L’économique, la morale et le droit auraient chacun leur mot à dire dans la solution pratique des questions concernant les biens ; l’art serait de les concilier. À cet effet, il faudrait classer leurs titres, établir leur hiérarchie, et tout d’abord distinguer nettement l’objet de chacune d’elles, tandis qu’on aurait grand’peine à les harmoniser si l’on commençait par les confondre. Nous avons déjà reproché son indifférence pour la distinction et la définition des branches de l’éthique à l’un des maîtres les plus en vue du nouvel enseignement ; il serait inutile d’insister sur une indifférence plus apparente que réelle ; mais nous dirons ici quelques mots de l’ouvrage qui nous a suggéré les réflexions précédentes.

Quoiqu’ils se recommandent fort bien eux-mêmes, les Principes d’économie politique ne perdent rien à être signés par l’éloquent apôtre et le vaillant ministre de la coopération, directeur de la Revue d’économie politique, autour de laquelle il a su grouper les professeurs des Facultés de droit et nombre d’économistes étrangers. Cet l’ouvrage forme un volume très compact de 640 pages, où naturellement les principes ne vont pas sans leurs applications ; c’est un véritable traité d’économique, sinon complet, du moins très suffisant pour les profanes, qui le liront avec grand plaisir. Si nous ne craignions pas de lui nuire par l’austérité qui court en ajoutant qu’il est bien écrit, nous dirions qu’il est fort bien écrit, d’une encre limpide, et sans trace d’amplification. Après avoir critiqué les divisions consacrées et suggéré des plans nouveaux, l’auteur se range au plan traditionnel, en l’élargissant toutefois par l’adjonction d’un premier livre sur la valeur. Inutile de discuter des projets d’innovations sur lesquelles l’auteur n’insiste pas.

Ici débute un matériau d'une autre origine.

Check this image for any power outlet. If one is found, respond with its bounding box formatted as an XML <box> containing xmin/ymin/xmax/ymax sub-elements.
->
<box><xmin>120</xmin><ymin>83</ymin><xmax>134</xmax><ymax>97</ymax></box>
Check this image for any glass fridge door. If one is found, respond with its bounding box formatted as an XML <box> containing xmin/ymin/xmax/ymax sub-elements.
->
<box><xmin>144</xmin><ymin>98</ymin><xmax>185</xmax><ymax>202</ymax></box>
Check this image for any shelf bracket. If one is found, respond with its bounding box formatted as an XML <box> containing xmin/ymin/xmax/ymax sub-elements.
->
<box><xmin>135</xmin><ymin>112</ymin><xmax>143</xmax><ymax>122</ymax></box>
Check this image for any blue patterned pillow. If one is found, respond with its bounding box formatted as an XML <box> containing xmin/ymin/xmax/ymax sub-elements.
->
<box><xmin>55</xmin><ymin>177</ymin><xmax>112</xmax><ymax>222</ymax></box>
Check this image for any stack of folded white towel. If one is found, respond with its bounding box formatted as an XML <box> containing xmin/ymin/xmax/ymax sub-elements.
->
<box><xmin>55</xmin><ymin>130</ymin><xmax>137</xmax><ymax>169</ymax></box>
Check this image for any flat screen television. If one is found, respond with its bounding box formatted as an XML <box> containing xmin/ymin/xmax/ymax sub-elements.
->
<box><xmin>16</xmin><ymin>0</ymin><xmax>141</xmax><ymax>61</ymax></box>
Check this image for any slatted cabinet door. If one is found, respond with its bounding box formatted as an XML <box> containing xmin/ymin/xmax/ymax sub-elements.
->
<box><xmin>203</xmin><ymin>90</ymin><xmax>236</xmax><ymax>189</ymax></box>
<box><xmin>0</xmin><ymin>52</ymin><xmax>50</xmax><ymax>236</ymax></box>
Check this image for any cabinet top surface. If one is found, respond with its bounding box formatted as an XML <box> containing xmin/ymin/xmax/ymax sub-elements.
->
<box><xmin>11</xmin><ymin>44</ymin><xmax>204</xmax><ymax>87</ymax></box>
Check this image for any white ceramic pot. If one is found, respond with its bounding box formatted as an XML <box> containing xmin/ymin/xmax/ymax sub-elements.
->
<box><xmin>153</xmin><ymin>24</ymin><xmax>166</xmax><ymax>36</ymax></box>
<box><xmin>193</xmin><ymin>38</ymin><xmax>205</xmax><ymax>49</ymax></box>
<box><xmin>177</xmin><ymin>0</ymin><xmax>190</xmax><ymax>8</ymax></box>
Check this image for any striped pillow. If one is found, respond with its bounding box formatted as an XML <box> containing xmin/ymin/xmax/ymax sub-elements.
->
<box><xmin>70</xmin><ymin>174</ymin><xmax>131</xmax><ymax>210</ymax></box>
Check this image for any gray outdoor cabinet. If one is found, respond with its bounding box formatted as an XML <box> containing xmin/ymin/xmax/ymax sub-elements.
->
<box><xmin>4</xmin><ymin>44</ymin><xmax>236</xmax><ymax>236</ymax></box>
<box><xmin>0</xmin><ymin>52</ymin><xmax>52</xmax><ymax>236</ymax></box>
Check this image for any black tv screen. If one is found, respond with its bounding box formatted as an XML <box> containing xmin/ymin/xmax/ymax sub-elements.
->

M. Gide se rattache aux principes de la propriété privée et de la libre concurrence, mais il traite ces matières avec une parfaite liberté d’esprit. Écartant sans effort le sophisme qui n’attribue d’autre valeur à la terre que celle du travail qu’elle incorpore, il en déduit la rente de trois caractères qu’aucune autre richesse ne présente au même degré : « I, celui de répondre aux besoins essentiels et permanents de l’espèce humaine ; II, d’être en quantité limitée, et III, de durer éternellement ».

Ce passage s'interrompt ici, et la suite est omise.